Anyway, you are all missing the point. Energy sources will change sure, but that is a minor detail. The main point is that Lemur's horde will take over Earth, while I and my college buddies will flee to space and establish ourselves as the Empire of Heaven.
Mikeus Caesar
05-15-2007, 20:50
I suspect those turbines would have to be unreasonably large.
Anyway, you are all missing the point. Energy sources will change sure, but that is a minor detail. The main point is that Lemur's horde will take over Earth, while I and my college buddies will flee to space and establish ourselves as the Empire of Heaven.
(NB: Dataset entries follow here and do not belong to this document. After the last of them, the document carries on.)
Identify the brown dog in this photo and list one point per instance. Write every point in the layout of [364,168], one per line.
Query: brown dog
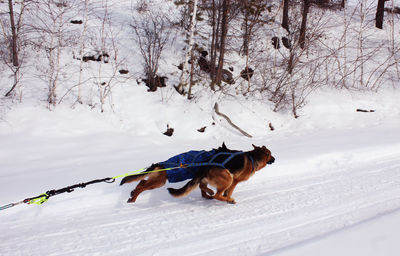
[240,167]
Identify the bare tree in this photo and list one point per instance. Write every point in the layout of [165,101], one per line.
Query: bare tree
[189,52]
[285,15]
[15,28]
[152,34]
[306,9]
[380,10]
[224,32]
[49,32]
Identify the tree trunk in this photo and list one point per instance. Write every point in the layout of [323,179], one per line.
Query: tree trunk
[192,28]
[224,32]
[285,16]
[14,35]
[380,13]
[302,38]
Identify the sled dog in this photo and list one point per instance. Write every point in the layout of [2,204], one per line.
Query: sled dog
[229,167]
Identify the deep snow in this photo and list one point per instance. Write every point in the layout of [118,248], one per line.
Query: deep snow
[333,190]
[336,177]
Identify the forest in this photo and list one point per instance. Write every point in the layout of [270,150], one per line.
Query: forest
[80,51]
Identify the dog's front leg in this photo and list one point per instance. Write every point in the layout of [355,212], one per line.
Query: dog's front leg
[229,191]
[156,180]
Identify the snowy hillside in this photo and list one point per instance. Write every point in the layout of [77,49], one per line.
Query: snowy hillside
[334,188]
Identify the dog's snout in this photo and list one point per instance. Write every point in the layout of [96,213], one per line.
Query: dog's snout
[271,161]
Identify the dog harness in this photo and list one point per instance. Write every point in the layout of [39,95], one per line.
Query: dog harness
[191,162]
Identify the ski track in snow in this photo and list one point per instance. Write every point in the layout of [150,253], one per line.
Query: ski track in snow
[271,214]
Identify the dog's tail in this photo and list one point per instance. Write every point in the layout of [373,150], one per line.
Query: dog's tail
[136,177]
[183,191]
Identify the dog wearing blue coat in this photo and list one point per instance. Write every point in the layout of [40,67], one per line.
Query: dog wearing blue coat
[221,168]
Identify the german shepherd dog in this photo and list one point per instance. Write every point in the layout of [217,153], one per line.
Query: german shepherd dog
[240,168]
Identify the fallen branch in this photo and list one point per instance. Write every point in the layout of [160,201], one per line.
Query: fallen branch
[216,108]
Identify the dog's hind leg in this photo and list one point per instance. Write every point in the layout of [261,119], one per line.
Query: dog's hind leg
[221,179]
[206,192]
[156,180]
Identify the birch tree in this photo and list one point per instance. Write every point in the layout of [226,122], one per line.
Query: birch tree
[189,53]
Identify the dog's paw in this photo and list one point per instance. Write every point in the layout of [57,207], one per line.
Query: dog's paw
[232,201]
[130,200]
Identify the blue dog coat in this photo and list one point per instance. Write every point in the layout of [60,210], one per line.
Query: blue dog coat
[193,160]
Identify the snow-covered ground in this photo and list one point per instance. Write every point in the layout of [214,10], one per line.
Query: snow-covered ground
[334,188]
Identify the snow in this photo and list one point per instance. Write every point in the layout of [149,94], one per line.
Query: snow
[334,188]
[332,181]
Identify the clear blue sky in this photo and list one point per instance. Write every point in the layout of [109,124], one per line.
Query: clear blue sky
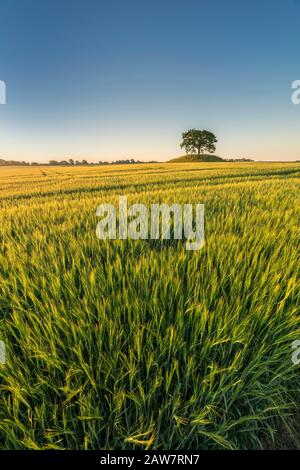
[113,79]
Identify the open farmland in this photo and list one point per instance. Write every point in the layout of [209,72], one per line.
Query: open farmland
[122,344]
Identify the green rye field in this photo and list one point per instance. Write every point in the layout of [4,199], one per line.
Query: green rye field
[143,344]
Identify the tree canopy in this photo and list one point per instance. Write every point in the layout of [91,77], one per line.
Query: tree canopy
[195,141]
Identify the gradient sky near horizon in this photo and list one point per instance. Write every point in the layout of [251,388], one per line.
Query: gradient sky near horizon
[105,80]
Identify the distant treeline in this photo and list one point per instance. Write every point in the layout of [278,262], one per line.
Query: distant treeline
[71,162]
[238,160]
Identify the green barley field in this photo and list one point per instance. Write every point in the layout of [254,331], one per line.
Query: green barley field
[122,344]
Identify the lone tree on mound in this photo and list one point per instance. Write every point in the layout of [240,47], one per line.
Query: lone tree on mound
[195,141]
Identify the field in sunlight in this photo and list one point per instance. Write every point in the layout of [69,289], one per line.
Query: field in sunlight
[123,344]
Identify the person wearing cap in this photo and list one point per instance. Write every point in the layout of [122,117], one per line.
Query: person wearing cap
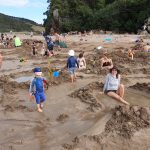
[72,65]
[113,87]
[106,63]
[81,61]
[37,88]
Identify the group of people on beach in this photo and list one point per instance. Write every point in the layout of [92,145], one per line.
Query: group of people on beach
[112,84]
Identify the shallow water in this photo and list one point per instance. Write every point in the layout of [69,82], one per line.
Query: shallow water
[24,79]
[135,97]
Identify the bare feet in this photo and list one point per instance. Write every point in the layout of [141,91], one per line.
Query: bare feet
[41,105]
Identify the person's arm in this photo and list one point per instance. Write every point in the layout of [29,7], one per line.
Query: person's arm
[106,83]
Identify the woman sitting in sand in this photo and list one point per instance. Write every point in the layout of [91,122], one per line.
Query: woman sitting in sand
[112,86]
[106,63]
[81,61]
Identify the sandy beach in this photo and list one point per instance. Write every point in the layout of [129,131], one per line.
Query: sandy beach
[76,116]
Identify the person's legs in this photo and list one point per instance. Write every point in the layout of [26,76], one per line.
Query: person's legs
[120,91]
[117,97]
[37,97]
[42,99]
[71,74]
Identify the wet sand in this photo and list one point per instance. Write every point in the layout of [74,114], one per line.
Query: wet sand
[75,116]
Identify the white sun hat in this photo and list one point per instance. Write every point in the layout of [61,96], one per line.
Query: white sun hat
[71,52]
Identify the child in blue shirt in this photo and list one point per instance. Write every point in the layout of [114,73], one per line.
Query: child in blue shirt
[72,65]
[37,89]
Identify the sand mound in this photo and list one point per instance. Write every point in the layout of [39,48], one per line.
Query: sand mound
[85,94]
[121,60]
[123,123]
[142,87]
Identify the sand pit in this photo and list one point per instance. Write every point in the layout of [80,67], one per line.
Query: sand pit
[75,116]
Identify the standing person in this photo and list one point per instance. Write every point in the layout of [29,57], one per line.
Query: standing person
[50,46]
[81,61]
[112,86]
[1,59]
[106,63]
[2,36]
[72,65]
[37,89]
[34,50]
[130,54]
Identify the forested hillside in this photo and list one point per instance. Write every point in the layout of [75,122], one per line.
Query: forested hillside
[115,15]
[8,23]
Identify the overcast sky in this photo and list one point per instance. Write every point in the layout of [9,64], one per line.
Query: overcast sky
[30,9]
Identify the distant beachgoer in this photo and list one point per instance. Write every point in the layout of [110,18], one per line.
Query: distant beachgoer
[72,65]
[34,50]
[106,63]
[2,36]
[57,39]
[17,41]
[130,54]
[37,89]
[146,48]
[81,61]
[42,50]
[31,34]
[113,87]
[1,59]
[50,46]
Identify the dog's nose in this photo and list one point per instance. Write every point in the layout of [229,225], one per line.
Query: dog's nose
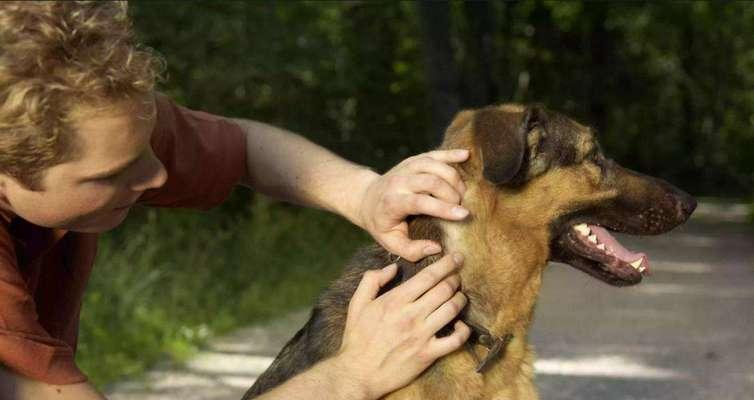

A flying washing machine stuff fulled of beer bottles does not count as a space empire.
Watchman
05-15-2007, 21:38
From some reason, removing massive amounts of energy from one of the most critical sources of global 'climate control' doesn't sound like a great plan to me...Sounds like something the Soviets could have come up with. Didja know, they apparently once had the bright idea of damming the Bering Straits so some warm water stream would be redirected to run along the Siberian coast, turning it into a Garden of Eden...
:skull:
Given their track record with the Aral Sea and such, I think we can regard ourselves as pretty lucky they never got around to trying out these larger-scale terraforming jewels likely conceived after a bit too much vodka.
Seamus Fermanagh
05-15-2007, 21:55
Sounds like something the Soviets could have come up with. Didja know, they apparently once had the bright idea of damming the Bering Straits so some warm water stream would be redirected to run along the Siberian coast, turning it into a Garden of Eden...
:skull:
Given their track record with the Aral Sea and such, I think we can regard ourselves as pretty lucky they never got around to trying out these larger-scale terraforming jewels likely conceived after a bit too much vodka.
The Soviets never did think on a "small scale" did they?
The Turbines idea is interesting. Would have to determine if the transfer of motion would alter the Gulf Stream in any appreciable fashion.
Like to see more renewable energy sources like this considered as well as the nuclear option. Burning less in the way of fossil fuels to produce power can't be an inherently bad thing, no?